# Art supplies and canvas' Guadalajara



## LuvBugLiz21 (Mar 5, 2016)

Hey guys! I'm an artist from the states and wondering where I can buy canvas' and art supplies? Normally I go to hobby lobby in the states. Is there an equivalent? 


Sent from my iPhone using Tapatalk


----------



## TundraGreen (Jul 15, 2010)

LuvBugLiz21 said:


> Hey guys! I'm an artist from the states and wondering where I can buy canvas' and art supplies? Normally I go to hobby lobby in the states. Is there an equivalent?
> 
> 
> Sent from my iPhone using Tapatalk


Try searching for "materiales para artistas guadalajara". It brings up several options.

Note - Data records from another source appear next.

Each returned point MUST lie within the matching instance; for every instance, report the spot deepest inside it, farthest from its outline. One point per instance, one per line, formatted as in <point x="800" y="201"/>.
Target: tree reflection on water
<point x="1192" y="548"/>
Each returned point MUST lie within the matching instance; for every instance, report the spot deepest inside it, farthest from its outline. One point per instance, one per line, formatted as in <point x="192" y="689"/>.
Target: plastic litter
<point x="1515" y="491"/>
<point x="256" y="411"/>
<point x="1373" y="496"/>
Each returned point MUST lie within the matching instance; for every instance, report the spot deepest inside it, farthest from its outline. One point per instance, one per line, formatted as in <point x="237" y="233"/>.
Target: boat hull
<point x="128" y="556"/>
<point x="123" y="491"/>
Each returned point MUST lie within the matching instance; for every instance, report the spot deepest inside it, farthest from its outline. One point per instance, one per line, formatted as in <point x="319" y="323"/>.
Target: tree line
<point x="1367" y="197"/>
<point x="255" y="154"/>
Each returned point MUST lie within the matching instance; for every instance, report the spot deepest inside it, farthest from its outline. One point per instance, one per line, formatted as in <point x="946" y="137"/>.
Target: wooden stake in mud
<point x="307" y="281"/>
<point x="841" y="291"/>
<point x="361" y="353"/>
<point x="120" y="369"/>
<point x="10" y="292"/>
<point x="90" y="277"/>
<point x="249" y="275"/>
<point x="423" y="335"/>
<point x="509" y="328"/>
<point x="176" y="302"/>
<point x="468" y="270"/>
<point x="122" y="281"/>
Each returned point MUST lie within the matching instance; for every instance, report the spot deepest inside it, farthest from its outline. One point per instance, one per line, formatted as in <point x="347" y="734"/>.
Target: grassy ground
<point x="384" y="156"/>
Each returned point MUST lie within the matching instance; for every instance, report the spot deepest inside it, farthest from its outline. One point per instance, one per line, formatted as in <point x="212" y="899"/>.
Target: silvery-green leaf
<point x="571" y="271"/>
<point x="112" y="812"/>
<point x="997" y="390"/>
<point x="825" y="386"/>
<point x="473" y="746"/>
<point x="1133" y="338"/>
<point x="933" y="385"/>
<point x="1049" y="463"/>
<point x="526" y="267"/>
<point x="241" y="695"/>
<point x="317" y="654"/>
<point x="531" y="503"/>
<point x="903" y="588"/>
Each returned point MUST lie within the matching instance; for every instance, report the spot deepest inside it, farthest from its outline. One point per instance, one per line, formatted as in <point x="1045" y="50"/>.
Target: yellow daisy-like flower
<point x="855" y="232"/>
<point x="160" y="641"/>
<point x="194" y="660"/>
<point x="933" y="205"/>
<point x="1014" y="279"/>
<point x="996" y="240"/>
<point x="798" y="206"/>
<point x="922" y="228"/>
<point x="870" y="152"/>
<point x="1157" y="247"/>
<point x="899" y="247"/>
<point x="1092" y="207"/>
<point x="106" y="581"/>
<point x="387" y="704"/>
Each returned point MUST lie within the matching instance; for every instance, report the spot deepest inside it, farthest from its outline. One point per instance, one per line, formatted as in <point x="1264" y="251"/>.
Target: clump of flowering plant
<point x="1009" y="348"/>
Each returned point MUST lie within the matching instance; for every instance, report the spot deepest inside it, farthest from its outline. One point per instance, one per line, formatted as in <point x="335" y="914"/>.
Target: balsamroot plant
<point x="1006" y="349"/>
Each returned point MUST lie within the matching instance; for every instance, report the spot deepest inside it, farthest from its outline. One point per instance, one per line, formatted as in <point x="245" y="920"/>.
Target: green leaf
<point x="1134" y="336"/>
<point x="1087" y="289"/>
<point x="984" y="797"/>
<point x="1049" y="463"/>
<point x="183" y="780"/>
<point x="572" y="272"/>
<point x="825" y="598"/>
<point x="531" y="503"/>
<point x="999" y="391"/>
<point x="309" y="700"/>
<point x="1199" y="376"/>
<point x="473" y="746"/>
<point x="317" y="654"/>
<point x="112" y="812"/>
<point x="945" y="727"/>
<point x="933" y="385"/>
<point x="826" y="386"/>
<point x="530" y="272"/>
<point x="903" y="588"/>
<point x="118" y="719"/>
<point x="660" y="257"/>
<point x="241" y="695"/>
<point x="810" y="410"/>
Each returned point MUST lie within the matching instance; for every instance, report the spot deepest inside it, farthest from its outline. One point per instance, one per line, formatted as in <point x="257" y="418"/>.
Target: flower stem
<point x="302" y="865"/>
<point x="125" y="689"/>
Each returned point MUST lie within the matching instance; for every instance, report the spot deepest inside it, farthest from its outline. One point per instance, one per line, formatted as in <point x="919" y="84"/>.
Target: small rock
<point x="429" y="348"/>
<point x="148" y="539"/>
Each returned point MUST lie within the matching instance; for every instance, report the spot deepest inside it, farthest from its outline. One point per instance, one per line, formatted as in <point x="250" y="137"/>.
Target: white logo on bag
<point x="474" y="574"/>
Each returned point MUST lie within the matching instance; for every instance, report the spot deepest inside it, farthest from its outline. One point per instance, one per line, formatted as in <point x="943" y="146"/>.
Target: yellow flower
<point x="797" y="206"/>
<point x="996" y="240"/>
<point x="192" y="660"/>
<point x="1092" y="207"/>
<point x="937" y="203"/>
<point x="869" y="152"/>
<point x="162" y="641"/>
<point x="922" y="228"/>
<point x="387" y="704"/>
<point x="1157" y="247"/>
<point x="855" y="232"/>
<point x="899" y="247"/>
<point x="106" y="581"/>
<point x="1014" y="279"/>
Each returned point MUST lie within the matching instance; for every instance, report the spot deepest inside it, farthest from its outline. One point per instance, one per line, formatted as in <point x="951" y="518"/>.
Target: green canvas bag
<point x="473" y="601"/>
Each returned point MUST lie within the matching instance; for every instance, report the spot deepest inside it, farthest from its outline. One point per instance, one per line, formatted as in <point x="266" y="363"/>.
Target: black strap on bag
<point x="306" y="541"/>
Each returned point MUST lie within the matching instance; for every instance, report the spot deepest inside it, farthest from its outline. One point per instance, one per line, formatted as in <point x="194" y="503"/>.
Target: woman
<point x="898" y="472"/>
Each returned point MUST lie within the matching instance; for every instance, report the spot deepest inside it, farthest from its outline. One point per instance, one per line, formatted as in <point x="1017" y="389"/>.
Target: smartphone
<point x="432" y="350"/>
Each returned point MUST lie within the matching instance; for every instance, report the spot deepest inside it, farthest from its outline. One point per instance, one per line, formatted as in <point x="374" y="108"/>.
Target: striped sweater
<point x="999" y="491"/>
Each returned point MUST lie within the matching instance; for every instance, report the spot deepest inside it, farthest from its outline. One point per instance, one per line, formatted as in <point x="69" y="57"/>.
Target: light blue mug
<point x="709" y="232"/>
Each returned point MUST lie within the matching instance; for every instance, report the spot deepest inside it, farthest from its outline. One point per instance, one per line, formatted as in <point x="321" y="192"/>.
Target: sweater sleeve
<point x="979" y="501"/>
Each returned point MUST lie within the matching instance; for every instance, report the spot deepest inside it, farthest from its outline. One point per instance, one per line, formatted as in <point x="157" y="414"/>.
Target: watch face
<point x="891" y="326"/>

 *Bernal Partida Hilda Guadalupe*



Guadalajara / Jalisco
Material Para *Artista* - Calle Lopez Cotilla 2275 (44100) Guadalajara, Colonia Guadalajara Centro, Distrito Federal. 
materiales de artista cerca de Guadalajara
 *Galerias Anguiano*





Zapopan / Jalisco (7 km de Guadalajara)
marcos molduras, pinturas *materiales*, para *artistas* - Av. Plaza Del Sol No. 25 No. 53, Condoplaza Del Sol (45055) Zapopan, Jalisco - Teléfono: 33.3121-66.... Te hacen marcos a tú medida, con entrega...
 *Matiz Galeria Y Arte*





Zapopan / Jalisco (7 km de Guadalajara)
material para *artistas* pinceles, pasteles acuarelas bastadores coballetes, marcos ala medida, pinturas originales y reproducciones, litografias restauracion de oleos - Ave De Las Rosas No. 420,...


----------



## citlali (Mar 4, 2013)

I have some friends who are painters and they make their own canvasses with manta and other fabrics. They do not seem to have problems finding canvass they buy it by the roll.
If you cannot find what you wnt take a ride to Ajijic go to the church, I foget the name of the street, There a painter there who gices clases and sells canvasses already made. His name if Efren Gonzalez, he also tells you where you can find the material.


----------



## lagoloo (Apr 12, 2011)

Lumen Art Supplies in Guadalajara: has everything a painter needs.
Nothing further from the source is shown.